An Ounce Of Prevention
Exercises that should take a back seat during a growth spurt are explosive jumping, and direction change, high demand stability like single leg landings, and any exercises that could force aggressive spinal extension or flexion (these include overhead throws, sit ups, poorly performed press ups to fatigue). To be perfectly honest, any exercise that aggressively flexes or extends the spine should be minimised anyway especially in growth stages.
If you are anything like me you are a low risk person and see no need to put an athlete in jeopardy.
During these growth spurts it’s imperative to emphasise working through a full range of movement. Longer limbs means, longer levers. Controlling those levers requires more strength, so slow it down and focus on great body positions. Find out where they can get to while keeping great posture. They will want to compromise posture in order to ‘get there’ so keep them aware of their posture and the hip strength will sort itself out.

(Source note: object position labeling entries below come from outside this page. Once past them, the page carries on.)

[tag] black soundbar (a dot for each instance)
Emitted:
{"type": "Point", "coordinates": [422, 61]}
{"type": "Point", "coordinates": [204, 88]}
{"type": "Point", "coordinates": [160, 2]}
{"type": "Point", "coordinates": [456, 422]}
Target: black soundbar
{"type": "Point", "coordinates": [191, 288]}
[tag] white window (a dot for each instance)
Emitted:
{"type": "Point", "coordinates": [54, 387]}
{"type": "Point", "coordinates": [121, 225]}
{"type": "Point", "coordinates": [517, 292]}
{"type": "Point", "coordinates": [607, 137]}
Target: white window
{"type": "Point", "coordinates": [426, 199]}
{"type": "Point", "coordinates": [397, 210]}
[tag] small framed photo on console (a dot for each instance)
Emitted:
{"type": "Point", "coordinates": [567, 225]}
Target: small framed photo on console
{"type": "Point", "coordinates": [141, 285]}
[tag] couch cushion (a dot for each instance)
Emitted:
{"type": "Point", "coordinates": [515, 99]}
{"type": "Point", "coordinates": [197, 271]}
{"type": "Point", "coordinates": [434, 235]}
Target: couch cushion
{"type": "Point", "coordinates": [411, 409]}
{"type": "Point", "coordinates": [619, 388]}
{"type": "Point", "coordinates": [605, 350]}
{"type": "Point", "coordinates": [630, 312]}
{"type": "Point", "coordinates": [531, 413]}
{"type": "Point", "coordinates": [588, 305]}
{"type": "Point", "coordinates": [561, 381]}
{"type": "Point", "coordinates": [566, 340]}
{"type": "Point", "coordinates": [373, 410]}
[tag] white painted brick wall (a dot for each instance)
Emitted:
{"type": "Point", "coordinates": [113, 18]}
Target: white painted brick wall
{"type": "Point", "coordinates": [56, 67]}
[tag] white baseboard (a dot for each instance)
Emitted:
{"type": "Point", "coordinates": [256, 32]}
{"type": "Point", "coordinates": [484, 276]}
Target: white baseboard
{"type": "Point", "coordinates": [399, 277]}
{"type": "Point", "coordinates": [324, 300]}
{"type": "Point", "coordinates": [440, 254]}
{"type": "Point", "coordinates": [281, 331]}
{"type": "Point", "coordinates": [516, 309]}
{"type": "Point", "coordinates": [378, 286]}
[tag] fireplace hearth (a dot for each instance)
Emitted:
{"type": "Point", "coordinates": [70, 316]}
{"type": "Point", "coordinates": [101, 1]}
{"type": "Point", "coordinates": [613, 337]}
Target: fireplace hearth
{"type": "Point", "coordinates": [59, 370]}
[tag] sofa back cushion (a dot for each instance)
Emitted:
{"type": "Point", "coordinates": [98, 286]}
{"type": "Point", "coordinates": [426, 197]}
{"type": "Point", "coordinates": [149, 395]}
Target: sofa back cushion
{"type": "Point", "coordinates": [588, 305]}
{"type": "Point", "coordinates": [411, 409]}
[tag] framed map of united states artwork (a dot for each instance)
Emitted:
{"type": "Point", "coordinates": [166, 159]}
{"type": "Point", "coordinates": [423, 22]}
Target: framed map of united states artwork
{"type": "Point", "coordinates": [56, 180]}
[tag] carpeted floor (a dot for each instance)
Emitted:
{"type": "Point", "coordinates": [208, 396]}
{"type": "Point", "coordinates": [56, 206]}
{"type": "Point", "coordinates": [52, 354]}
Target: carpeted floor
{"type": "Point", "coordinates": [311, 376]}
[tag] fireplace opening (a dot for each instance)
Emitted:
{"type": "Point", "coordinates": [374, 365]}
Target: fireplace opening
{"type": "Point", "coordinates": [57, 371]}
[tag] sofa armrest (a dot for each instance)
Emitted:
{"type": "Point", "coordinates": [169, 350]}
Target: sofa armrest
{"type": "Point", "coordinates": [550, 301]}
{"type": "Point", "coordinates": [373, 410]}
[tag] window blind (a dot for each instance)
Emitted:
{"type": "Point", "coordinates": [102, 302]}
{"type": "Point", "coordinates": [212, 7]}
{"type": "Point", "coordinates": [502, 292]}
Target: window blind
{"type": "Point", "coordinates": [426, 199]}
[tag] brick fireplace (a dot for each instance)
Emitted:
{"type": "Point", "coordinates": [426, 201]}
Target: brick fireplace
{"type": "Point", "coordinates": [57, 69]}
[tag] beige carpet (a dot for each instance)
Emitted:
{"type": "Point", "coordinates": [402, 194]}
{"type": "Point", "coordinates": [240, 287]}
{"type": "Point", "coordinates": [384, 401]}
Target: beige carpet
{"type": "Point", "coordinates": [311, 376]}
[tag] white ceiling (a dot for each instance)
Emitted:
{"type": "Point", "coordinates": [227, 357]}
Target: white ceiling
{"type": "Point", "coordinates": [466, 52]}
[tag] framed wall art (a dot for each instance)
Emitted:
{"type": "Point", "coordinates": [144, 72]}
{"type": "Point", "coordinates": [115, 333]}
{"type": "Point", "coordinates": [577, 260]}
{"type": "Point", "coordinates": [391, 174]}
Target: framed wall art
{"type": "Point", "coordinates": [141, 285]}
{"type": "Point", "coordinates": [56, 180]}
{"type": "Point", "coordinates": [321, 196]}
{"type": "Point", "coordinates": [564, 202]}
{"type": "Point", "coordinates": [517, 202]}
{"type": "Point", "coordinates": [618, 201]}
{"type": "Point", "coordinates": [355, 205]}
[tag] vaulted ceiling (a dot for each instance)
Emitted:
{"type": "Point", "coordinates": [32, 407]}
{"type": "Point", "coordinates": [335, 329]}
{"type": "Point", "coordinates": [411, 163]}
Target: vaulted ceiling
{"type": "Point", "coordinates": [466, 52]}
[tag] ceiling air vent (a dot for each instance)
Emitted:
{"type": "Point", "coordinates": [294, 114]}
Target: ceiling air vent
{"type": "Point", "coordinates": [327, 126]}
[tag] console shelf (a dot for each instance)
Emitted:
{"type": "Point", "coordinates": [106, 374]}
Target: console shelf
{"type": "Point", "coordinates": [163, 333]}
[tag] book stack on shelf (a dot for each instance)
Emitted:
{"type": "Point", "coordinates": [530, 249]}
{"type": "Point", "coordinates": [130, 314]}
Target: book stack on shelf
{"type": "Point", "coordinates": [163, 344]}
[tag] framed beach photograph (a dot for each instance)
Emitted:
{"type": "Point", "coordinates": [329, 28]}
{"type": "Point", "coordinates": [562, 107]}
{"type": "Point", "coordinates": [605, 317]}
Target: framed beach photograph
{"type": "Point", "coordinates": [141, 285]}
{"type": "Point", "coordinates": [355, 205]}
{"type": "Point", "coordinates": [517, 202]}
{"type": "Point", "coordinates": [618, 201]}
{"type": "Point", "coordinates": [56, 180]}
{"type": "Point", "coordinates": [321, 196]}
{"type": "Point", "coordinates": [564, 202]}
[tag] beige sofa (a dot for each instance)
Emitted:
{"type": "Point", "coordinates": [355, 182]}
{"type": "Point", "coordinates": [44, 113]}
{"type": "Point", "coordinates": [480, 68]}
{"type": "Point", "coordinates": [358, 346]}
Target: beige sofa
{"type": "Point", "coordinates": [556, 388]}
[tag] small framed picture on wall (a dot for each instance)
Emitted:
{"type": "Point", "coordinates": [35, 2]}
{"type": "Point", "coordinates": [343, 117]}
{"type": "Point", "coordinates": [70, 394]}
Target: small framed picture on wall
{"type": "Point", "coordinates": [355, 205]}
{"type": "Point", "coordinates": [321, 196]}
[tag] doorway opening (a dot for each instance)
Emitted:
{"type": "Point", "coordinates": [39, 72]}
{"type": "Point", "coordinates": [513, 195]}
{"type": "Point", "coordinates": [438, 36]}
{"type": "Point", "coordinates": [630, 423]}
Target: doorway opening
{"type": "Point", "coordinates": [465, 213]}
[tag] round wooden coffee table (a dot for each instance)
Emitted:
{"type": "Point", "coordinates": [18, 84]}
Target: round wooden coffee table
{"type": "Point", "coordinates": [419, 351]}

Allow the hip and ankle a bail out mechanism and you’re in for a world of trouble trying to coach that back out of them later.
This way you’ll have a better athlete coming out of the phase and reduce the likelihood of Osgood Schlatters and other growth related problems.
The difficult part comes when these athletes are playing representative and other travelling or school sports. They are going to play fast, hard, and with aggressiveness.
Because we know this is going to happen, we need to be extra careful when training them. You can only control the controllable. If this is the case, I make a point to get the athletes’ bodies feeling better after a game, because they may have knee, hip, back soreness due to the pounding of play and the growth that is occurring.
I hope this post brings awareness and makes you rethink some of the things you are currently doing.